Maurizio étouffa en un grognement ce qui devait avoir été à l'origine un hurlement de rage. Mais à chaque phrase que j'accumulais, je sentais qu'une conversation se nouait entre nous, les mots éloignant toujours plus à la fois le couperet du poignard que l'instant fatidique du meurtre. Parler était devenue une éternité en soi, qui s'épanouissait quelque part, entre la vie et le couteau.

Comme Maurizio m'abreuvait d'insultes diverses, et particulièrement je tentai de réfléchir. Elle lui a donné le nom… Chaque nouvelle phrase de mon frère blessait comme un éclat d'obus. Aidez-moi, j'implorai. Toi aussi Baal, puisque nous portons ta marque. Mais le vieux dieu des Hyksôs, il est vrai, réclamait toujours un prix à payer. Les noms contre un hôte ? Les noms contre un service. Une machine à tuer. Baal, je te sacrifie cette vie devant moi, ou plutôt derrière il est vrai. Mon propre sang, comme tu l'aimes tant.

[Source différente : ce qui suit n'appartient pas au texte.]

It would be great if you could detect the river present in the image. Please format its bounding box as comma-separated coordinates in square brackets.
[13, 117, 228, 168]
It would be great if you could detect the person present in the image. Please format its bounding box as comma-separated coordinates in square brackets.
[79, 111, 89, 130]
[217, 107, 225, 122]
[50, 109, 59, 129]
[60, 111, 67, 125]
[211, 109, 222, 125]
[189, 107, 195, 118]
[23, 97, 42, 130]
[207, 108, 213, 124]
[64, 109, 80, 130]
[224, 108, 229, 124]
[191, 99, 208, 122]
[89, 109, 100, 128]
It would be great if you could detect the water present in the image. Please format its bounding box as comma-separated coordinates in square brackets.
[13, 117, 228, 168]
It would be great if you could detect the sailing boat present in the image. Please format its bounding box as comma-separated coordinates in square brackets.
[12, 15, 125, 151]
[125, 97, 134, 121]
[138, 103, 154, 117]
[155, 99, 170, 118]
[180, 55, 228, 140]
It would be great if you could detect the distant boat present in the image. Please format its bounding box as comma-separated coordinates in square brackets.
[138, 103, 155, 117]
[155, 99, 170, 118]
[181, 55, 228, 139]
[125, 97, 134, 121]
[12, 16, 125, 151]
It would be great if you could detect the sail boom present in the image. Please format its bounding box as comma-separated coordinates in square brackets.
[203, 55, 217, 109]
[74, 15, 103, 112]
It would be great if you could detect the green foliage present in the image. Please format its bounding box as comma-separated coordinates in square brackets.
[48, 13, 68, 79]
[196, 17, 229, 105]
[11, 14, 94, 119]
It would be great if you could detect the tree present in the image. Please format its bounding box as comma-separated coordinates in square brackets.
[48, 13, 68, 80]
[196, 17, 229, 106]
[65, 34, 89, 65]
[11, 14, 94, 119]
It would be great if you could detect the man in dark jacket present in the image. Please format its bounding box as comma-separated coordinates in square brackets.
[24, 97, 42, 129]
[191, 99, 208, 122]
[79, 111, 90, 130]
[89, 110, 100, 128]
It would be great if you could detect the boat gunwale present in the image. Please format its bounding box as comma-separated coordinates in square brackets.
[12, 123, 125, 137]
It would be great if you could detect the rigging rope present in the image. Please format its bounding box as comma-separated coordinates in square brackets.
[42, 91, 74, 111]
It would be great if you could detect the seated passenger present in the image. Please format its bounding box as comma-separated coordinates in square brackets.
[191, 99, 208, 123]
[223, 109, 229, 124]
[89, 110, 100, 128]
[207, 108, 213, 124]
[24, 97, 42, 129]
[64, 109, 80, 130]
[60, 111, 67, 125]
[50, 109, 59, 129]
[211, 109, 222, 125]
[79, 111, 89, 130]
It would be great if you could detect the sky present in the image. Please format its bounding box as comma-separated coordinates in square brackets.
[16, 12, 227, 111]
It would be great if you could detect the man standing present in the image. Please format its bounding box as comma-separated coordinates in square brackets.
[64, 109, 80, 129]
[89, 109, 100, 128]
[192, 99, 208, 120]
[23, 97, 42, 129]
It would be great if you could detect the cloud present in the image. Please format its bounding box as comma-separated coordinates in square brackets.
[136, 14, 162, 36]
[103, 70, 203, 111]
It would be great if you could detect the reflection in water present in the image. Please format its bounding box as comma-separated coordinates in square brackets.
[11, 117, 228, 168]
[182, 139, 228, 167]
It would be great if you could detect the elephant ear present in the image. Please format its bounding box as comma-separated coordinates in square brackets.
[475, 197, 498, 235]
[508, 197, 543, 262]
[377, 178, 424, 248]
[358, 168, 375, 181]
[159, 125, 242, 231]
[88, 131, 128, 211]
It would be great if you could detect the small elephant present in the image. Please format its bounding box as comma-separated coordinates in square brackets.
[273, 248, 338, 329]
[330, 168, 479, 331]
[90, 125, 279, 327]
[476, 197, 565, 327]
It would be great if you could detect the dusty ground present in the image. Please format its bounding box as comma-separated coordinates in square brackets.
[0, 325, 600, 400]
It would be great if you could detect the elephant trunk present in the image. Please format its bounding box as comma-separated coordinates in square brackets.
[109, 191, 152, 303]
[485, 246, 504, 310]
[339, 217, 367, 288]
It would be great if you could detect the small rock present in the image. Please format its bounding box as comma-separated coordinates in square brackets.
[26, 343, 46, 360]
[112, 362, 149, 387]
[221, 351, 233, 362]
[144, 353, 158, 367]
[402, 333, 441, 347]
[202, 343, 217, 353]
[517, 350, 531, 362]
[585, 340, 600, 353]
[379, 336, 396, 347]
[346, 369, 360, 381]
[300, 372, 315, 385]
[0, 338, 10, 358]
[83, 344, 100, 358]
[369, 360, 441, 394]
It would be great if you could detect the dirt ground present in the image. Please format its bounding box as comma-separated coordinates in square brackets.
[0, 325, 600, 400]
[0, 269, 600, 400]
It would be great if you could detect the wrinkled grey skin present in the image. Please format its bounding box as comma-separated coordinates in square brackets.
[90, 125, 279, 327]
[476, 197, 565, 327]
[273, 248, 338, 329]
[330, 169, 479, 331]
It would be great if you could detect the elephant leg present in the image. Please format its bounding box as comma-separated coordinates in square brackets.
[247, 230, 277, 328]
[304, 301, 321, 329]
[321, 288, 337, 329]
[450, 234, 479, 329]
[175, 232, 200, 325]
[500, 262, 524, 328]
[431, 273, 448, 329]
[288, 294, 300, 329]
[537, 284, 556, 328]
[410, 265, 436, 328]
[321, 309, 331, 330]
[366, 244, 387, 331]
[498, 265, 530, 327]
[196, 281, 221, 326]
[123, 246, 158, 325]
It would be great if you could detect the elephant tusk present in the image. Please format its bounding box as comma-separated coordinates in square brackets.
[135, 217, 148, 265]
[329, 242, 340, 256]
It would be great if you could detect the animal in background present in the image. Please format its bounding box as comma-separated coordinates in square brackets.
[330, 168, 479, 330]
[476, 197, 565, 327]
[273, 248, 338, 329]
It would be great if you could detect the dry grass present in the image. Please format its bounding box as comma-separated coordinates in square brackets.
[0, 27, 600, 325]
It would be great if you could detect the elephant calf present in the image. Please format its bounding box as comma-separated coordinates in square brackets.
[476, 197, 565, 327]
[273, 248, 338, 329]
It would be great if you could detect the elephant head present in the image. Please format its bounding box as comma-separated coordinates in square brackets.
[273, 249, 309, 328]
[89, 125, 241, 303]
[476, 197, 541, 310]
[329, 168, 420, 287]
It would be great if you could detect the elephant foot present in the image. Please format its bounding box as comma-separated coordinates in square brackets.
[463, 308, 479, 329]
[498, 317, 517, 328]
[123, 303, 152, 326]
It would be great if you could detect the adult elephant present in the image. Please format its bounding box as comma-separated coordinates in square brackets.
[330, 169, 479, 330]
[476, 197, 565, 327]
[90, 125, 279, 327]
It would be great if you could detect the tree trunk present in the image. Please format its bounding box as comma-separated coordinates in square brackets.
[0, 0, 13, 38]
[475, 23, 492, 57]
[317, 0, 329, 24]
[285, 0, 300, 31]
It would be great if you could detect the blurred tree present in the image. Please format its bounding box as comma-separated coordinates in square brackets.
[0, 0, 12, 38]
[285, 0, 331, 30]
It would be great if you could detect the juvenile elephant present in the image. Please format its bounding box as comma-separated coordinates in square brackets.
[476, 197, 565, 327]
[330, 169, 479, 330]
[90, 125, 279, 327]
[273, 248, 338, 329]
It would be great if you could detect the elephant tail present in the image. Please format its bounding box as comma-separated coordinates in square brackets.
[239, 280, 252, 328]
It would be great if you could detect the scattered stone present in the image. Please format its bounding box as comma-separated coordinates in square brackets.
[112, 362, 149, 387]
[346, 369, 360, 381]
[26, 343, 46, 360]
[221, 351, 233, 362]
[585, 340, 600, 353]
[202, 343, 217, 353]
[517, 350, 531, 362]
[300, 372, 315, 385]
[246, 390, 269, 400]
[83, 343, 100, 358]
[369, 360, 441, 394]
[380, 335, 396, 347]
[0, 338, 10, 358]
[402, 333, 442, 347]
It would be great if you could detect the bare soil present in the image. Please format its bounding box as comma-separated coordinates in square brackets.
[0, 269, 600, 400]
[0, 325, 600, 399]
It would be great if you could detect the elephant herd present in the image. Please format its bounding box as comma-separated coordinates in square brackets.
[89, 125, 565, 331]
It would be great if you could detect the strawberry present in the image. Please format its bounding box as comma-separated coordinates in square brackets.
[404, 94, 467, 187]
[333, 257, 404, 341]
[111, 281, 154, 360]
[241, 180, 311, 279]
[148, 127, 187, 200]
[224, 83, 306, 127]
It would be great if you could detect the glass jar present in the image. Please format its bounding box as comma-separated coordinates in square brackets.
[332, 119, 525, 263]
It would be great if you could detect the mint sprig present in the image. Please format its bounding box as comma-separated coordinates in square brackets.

« Mais je gâche ma salive, il est temps petite ordure. »

Les nuages d'orages s'étaient massés dans le ciel, mais le rouge en avait disparu, ne restait qu'une obscurité et l'odeur des sables brulants. L'ombre tomba du ciel l'espace d'une seconde, et Maurizio, surpris, hésita. Je fis un pas de côté et couru vers le pont. Il courut après moi, dans les vents qui noyaient le son de sa voix et manquait de nous faire Il me rattrapait, aussi, vers le milieu du pont, je fis volte face, une de mes lames cachées dans la manche. Son premier coup manqua sa cible à cause du vent. J'offris mon épaule au deuxième coup, la lame mordit la chair, la mienne lui perça le ventre. Il ouvrit sa bouche pour crier, mais j'eux le temps de donner un tour de lame dans la chair sanglante. Il se dégagea en frappant ma tête de la sienne. Mon nez se fractura, une douleur vive envahit mon crâne.

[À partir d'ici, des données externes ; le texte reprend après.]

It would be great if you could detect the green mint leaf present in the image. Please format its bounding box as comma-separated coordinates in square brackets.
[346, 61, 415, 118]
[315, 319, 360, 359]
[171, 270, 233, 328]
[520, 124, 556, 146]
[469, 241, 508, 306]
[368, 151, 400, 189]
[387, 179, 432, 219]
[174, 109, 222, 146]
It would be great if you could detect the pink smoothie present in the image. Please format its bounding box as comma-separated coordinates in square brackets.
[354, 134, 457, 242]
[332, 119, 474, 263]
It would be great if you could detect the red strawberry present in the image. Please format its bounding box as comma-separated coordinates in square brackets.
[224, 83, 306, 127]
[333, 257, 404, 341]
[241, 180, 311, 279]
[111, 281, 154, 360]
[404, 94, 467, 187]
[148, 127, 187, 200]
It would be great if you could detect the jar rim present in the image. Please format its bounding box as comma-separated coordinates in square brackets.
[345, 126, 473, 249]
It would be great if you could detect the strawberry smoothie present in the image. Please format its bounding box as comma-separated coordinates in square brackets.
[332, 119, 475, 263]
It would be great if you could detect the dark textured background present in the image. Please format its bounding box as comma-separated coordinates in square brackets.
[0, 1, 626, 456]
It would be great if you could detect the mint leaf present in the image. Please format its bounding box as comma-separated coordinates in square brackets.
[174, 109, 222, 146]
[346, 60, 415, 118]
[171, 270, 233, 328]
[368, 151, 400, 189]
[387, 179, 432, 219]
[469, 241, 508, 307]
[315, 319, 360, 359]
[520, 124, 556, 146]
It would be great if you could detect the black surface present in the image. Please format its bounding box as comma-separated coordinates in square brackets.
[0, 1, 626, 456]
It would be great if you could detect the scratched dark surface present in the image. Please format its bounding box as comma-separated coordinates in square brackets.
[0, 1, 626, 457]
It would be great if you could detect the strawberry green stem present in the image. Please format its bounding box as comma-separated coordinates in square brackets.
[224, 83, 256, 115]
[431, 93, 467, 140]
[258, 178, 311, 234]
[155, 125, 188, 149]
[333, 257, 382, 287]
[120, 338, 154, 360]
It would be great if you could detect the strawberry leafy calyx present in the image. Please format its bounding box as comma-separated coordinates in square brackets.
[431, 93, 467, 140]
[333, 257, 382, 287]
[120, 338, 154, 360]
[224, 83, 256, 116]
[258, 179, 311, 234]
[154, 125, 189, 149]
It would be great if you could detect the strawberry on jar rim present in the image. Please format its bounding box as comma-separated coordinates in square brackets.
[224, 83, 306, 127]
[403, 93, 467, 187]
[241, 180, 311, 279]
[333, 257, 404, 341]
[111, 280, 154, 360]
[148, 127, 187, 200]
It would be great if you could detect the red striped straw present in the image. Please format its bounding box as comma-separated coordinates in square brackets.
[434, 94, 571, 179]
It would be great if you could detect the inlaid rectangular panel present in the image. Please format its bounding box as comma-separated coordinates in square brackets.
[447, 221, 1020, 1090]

Maurizio mit alors ses mains sur mon coup et me souleva dans les airs, au dessus du parapet. Je suffoquais. Les sons se firent distants. Des points rouges et noirs me dansaient dans les yeux. Du fond de moi-même, j'invoquai le sable qui tapissait le fond du Tibre, et quelque chose du répondre, comme Maurizio, me lâcha. J'eus le réflexe de saisir le parapet pour ne pas sombrer. Ma vision se rétablit un peu, mon frère avait posé ses mains sur ses yeux, des orbites sanguinolentes, desquelles pendaient ses yeux en lambeaux humide et dégoutants. Du sable, du feu, du verre. C'était un tour vieux comme le monde. Il fit un pas vers moi, une main rouge tendue dans ma direction, mais je bondis vers lui. Mon épaule saignait à grand flot, aussi je changeai de bras, pour lui asséner un coup d'estoc dans son cou, qu'il avait fin et blanc. Il tituba, déjà mort jusqu'au parapet, et je l'aidai à passer de l'autre côté. Il n'y avait pas de peur sur son visage, juste une grimace endolorie et ce oh d'étonnement, une image qui ne s'effacerait pas, même dans l'au-delà, si tant est qu'il devait y avoir un au-delà pour moi. Le corps de mon frère descendit dans le Tibre, plus léger qu'on ne l'aurait pensé, la grâce de ce oh, raidissant à jamais son corps dans une élégante surprise.